One of the amazing traditions in Luang Prabang, Laos is the early morning procession of the monks to collect alms, which they will later eat for breakfast. We managed to get up around 6 am three of the mornings we were there to witness the procession. The pictures below are some of our favorites.
In Vang Vieng, Laos, Keith and I had the happy coincidence of running into Gillian and Jason from one-giant-step.com. We spent the next few days together exploring caves, kayaking down the Nam Song River and just hanging out enjoying the sunsets behind the karsts. Perhaps our greatest adventure was learning how to ride a scooter and going out on our own to explore some of the caves and waterholes off the beaten tourist path.
Having never really ridden on a scooter before, Keith and I jumped at the chance to learn from people with experience. While Jason gave Keith a lesson on how to drive the bike, I suited up in my jeans, facemask and bubblegum pink helmet. Not exactly the most stylish outfit, but I enjoy keeping the skin on my body intact and my lungs dust-free.
It didn’t take long for Keith to get the hang of the bike and soon the four of us were off on the quiet dirt roads that branch out to the west of town. The roads were bumpy and dusty, but with almost no other traffic. And while the fact that no one drives faster than 30 or 40 kilometers per hour can be incredibly frustrating on long, hot bus rides, the slow speeds make riding a scooter an easy experience even when we had to share the road.
The most amazing part of learning to ride a scooter is the new found freedom we have to just jump on a bike and take off, without having to find public transportation (which is often quite limited) or join a tour group (which are often too big or too expensive). For the first time in five months on the road, we were completely on our own schedule, able to spend as much or as little time as we wanted at the different sites around town. Having this freedom will transform how we travel through the rural parts of northern Laos and Thailand. Those sites that once seemed too obscure or difficult to get to are now easily within our reach.
After three months on the road in Southeast Asia, moving from city to city every three or four days, Keith and I made the decision to slow down the pace of our travel. Part of our decision was rooted in the sheer exhaustion that comes from having to constantly find a new place to stay, figure out how we’re going to get there and learn the lay of a new city. But an even bigger part of our decision to trim down our itinerary was based on our experience in Phnom Penh, where spending a few extra days allowed us to connect with the expat community and learn about all the amazing sustainability efforts under way in Cambodia.
The opportunity to find out about local efforts in sustainability presented itself yet again in Vientiane, Laos as we spent an afternoon wandering around the sleepy capital city. Outside the market we spied a poster on the bulletin board for a presentation about non-timber forest products in Laos. The speaker, Joost Foppes, is a consultant on rights based approaches at Village Focus International. The presentation, sponsored by a women’s expat group, was planned for that evening at a local bookstore. Having plenty of time in Vientiane, we figured why not check it out? We’re glad we did.
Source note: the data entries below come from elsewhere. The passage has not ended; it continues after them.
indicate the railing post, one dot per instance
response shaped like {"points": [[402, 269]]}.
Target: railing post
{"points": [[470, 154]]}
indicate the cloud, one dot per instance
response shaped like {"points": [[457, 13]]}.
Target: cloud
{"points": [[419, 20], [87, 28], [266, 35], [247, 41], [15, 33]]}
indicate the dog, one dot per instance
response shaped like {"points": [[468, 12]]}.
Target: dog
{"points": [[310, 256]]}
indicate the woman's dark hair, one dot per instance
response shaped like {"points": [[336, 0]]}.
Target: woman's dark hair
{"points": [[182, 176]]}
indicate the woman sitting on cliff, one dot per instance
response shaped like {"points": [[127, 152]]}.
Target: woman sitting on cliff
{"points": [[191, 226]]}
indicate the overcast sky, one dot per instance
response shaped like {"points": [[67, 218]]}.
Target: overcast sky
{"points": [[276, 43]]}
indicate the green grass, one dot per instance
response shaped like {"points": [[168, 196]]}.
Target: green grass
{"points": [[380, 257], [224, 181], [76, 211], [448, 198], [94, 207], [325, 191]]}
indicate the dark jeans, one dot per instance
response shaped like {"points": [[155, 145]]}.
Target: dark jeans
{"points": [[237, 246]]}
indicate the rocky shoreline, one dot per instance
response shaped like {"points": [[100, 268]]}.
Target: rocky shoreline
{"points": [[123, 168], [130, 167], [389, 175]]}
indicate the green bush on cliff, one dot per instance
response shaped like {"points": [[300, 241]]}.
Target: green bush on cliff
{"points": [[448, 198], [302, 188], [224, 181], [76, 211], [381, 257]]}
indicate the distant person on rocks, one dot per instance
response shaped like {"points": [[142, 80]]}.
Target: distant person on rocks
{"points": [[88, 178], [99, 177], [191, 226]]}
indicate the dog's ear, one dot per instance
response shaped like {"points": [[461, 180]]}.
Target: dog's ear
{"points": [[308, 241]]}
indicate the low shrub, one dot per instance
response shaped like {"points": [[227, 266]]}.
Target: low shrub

Foppes’ presentation focused on the issue of food security in Laos, where Chinese developers are quickly buying up forested land in order to extract and export natural resources back to China. In local villages, much of what is eaten (other than rice) is taken from the forest. This unique wild food culture, where 80% of the population is dependent upon wild foods for sustenance, is linked to the incredible bio-diversity of Laos. The destruction of this bio-diversity has implications that go far beyond the environment; the economic value of the non-timber forest products eaten by villagers is equivalent to 32% of Laos GDP. A more astounding statistic is that the replacement cost for these products is estimated at 120% of current Laos GDP.
The unsustainable deforestation resulting from the export of natural resources is creating the need to replace the food and non-timber forest products that nature provides for free at a cost that is greater than the country’s current GDP. Foppes illustrated this fact with the case of the new Nam Theun II hydroelectric plant. The controversial plant was built to produce electricity for export to Thailand. Only a minimal amount of the production remains in Laos, and the cost to the local food system is substantial. For example, the annual economic value of the fish that have been lost since completion of the hydroelectric plant is estimated to be $1.6 million. However, the cost to replace the nutritional value those fish provide each year as food to local villagers turns out to be $7.4 million.
We saw firsthand just how important local fish are to the villagers of Laos. While kayaking on the Nam Song River outside of Vang Vieng, we witnessed local village boys armed with masks and spears fishing for food. They weren’t out on the river for fun; they were hungry and the fish they find will provide the sustenance they and their families need to survive. By taking the time to learn about the issues of non-timber forest products in Laos, what might have been just another quaint photo opportunity was transformed into a meaningful face-to-face interaction with a pressing environmental issue and the people effected by it most.